Domani il giorno della fiducia a Letta. Oggi sembra un farsesco 24 aprile 1945
In tempi non sospetti (21 agosto di quest'anno) avevamo profetizzato: "Bastano 17 traditori e Berlusconi è finito". La spiegazione è quasi esclusivamente numerica ma di fatto abbiamo anticipato lo scenario che si prospetta domani quando Letta andrà al Senato e poi alla Camera a chiedere la fiducia.
Per Berlusconi si avvicina la scelta cui da anni avrebbe dovuto pensare: carcere o latitanza Craxi-style.
Oggi l'Italia si è svegliata accompagnata dalle ennesime notizie nefaste: l'aumento iva al 22% (voluto da Berlusconi con il D.L. 98 del 6 luglio 2011) affosserà ulteriormente e forse definitivamente le prospettive di sviluppo dell'imprenditoria italiana deprimendo i consumi delle famiglie e portandoli a livelli da terzo mondo. Inoltre, è arrivata l'altra tegola che riguarda la generazione che avrebbe potuto rappresentare l'inizio della fine di questa spirale depressiva iniziata ormai oltre 6 anni fa: la disoccupazione giovanile ha superato il 40%.
Ad oggi, non c'è speranza.
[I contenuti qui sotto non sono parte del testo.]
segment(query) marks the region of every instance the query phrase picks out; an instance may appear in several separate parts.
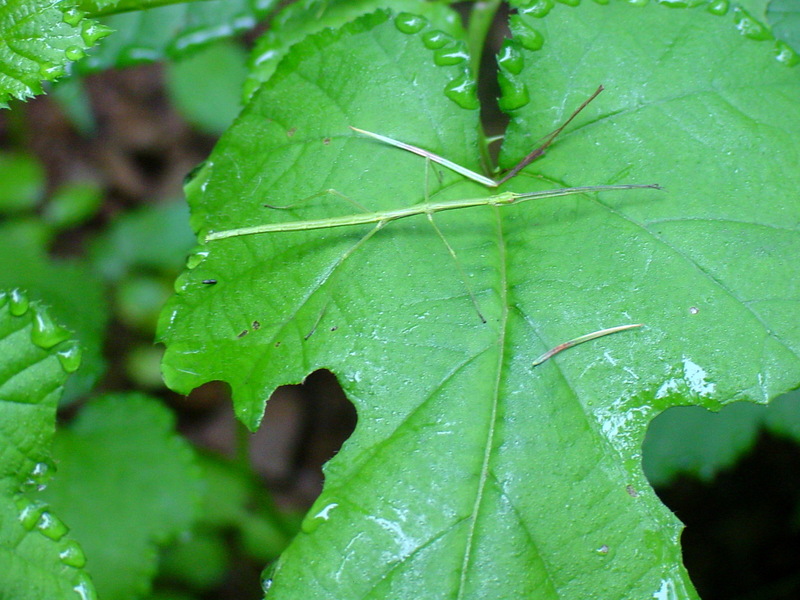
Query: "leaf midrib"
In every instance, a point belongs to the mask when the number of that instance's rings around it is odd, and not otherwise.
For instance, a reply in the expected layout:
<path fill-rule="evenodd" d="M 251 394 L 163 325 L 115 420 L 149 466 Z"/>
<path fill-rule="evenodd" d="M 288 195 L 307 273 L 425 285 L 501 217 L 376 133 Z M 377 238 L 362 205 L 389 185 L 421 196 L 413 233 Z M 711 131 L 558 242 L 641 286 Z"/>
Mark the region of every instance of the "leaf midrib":
<path fill-rule="evenodd" d="M 483 495 L 486 490 L 486 481 L 489 476 L 489 463 L 492 458 L 492 450 L 494 449 L 494 436 L 497 426 L 497 407 L 500 401 L 500 382 L 502 380 L 503 365 L 506 356 L 506 332 L 508 328 L 508 272 L 507 272 L 507 253 L 505 236 L 503 235 L 502 219 L 499 214 L 499 208 L 494 207 L 494 218 L 496 222 L 497 232 L 497 247 L 500 254 L 499 260 L 499 275 L 500 275 L 500 306 L 501 318 L 500 326 L 498 328 L 499 336 L 497 346 L 499 352 L 497 353 L 497 368 L 494 380 L 494 390 L 492 393 L 492 410 L 489 419 L 489 428 L 486 432 L 486 444 L 484 445 L 483 461 L 481 464 L 480 478 L 478 480 L 478 489 L 475 493 L 475 502 L 472 506 L 472 513 L 469 516 L 469 531 L 467 532 L 467 540 L 464 547 L 464 558 L 461 562 L 461 576 L 458 583 L 458 594 L 456 598 L 461 600 L 464 597 L 467 584 L 467 574 L 469 572 L 470 561 L 472 558 L 472 548 L 475 543 L 475 529 L 478 523 L 478 516 L 483 502 Z"/>

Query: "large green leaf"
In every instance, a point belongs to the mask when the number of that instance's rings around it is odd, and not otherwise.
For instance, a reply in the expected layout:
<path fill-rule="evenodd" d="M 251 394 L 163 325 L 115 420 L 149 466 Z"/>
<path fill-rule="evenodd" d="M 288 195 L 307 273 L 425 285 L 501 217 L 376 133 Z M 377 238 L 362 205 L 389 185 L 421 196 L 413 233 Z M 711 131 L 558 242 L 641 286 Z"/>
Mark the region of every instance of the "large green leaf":
<path fill-rule="evenodd" d="M 11 97 L 41 94 L 41 81 L 64 76 L 108 33 L 69 1 L 0 1 L 0 108 Z"/>
<path fill-rule="evenodd" d="M 29 493 L 52 475 L 56 406 L 80 351 L 48 311 L 19 290 L 0 293 L 0 598 L 93 598 L 83 552 Z"/>
<path fill-rule="evenodd" d="M 72 528 L 106 600 L 140 598 L 156 545 L 188 529 L 200 500 L 199 469 L 174 416 L 143 394 L 108 395 L 56 434 L 58 476 L 44 498 Z"/>
<path fill-rule="evenodd" d="M 219 240 L 162 315 L 168 383 L 229 382 L 251 427 L 323 367 L 358 409 L 271 598 L 694 598 L 641 471 L 646 425 L 800 383 L 797 70 L 703 7 L 547 8 L 512 17 L 501 53 L 503 164 L 608 91 L 507 189 L 666 191 L 436 215 L 468 286 L 424 217 Z M 351 212 L 264 206 L 328 188 L 373 210 L 426 182 L 488 195 L 347 127 L 478 168 L 472 82 L 429 34 L 379 14 L 295 46 L 188 186 L 195 229 Z"/>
Il Paese deve assolutamente dichiarare default ufficiale (in realtà è già avvenuto alla fine dell'ultimo governo Berlusconi nell'estate 2011), chiudere i conti con il passato ristrutturando il debito, uscire dall'euro e per un certo periodo distribuire il peso di questa crisi infame anche su coloro che finora non l'hanno subita (dipendenti pubblici, funzionari, furbetti dello scudo fiscale, pensionati d'oro) per alleviare le sofferenze di chi ha retto finora una bagnarola di corrutele e clientele che ormai fa acqua da tutte le parti (anziani, pensionati "normali", precari, giovani laureati, stagisti, commercianti e imprenditori onesti). Quest'ultima categoria non resisterà a lungo e, per il bene della prima e della tenuta sociale del Paese, quindi serve cambiare immediatamente rotta in tema di politica economica, welfare state ma anche di debito pubblico.
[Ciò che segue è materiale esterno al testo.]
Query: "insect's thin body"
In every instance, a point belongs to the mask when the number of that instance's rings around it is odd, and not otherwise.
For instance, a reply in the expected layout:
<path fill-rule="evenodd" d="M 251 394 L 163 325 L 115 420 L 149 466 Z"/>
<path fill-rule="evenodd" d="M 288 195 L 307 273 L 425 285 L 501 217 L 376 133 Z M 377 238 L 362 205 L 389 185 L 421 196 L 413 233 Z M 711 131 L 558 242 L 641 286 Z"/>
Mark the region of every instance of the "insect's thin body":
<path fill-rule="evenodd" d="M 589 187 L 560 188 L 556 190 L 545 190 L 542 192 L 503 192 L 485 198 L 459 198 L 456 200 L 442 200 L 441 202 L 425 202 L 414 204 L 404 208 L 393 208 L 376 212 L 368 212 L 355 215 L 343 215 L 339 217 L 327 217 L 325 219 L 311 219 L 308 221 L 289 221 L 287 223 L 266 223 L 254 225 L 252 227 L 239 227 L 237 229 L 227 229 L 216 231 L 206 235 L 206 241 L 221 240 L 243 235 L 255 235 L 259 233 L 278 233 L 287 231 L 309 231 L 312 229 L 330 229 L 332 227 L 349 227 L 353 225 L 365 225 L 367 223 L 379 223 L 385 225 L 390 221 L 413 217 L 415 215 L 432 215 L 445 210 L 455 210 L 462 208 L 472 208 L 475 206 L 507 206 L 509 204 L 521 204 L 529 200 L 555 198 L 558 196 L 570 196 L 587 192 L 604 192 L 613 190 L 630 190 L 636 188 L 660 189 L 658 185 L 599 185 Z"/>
Eppure, proprio nel giorno - oggi - più basso della storia economica e sociale d'Italia per la prima volta si può sperare in una risalita verso un Paese normale. No, non è la fine della crisi in fondo al tunnel (quelle sono panzane dell'establishment che mira a conservare stipendi e prebende più a lungo possibile imbonendo il popolo) ma forse è la fine del ciclo finale del berlusconismo, quello ricattatorio e impaurito e per questo più pericoloso sebbene depotenziato dal mancato controllo diretto di Palazzo Chigi.
Domani è il giorno! Domani l'Italia saprà se il quasi interminabile dominio diretto o indiretto di Berlusconi sul Governo e che dura dal 2001 quasi ininterrottamente (a parte la breve parentesi Prodi 2006/07 finita non casualmente a causa della corruzione di senatori rei confessi da parte dello stesso Berlusconi) finirà una volta per tutte.
Anche il Pd, complice oltre l'inverosimile (vedi alleanza con il Pdl) delle nefandezze di Berlusconi e della sua banda circense (nani e ballerine) e zoologica (falchi, colombe, pitonesse ammaestrati un po' peggio del povero Dudù), non avrà più lo scudo del suo alter ego a proteggerlo e, liberato dai lacciuoli pidiellini, e potrà provare a riscattare un immagine di zimbello mondiale di collaborazionismo istituzionale.
Bastano una ventina di traditori. Una ventina di quei personaggi indecenti che hanno firmato lodi, votato per le nipoti di Mubarak, assecondato ogni legge ad personam e ad aziendam, raccontato agli italiani le più disperanti balle della politica internazionale pur di far piacere al loro satrapo possono riscattarsi in un lampo di indipendenza. Che poi significhi solo mantenere ancora un po' le loro cariche è un dettaglio.
D'altro canto, quanti convinti fascisti mussoliniani fino al 24 aprile 1945 tiravano ferocemente le pietre al cadavere del Duce nella drammatica cornice di piazzale Loreto? La storia d'Italia non cambia, si ripete uguale a se stessa. Solo in forma di farsa.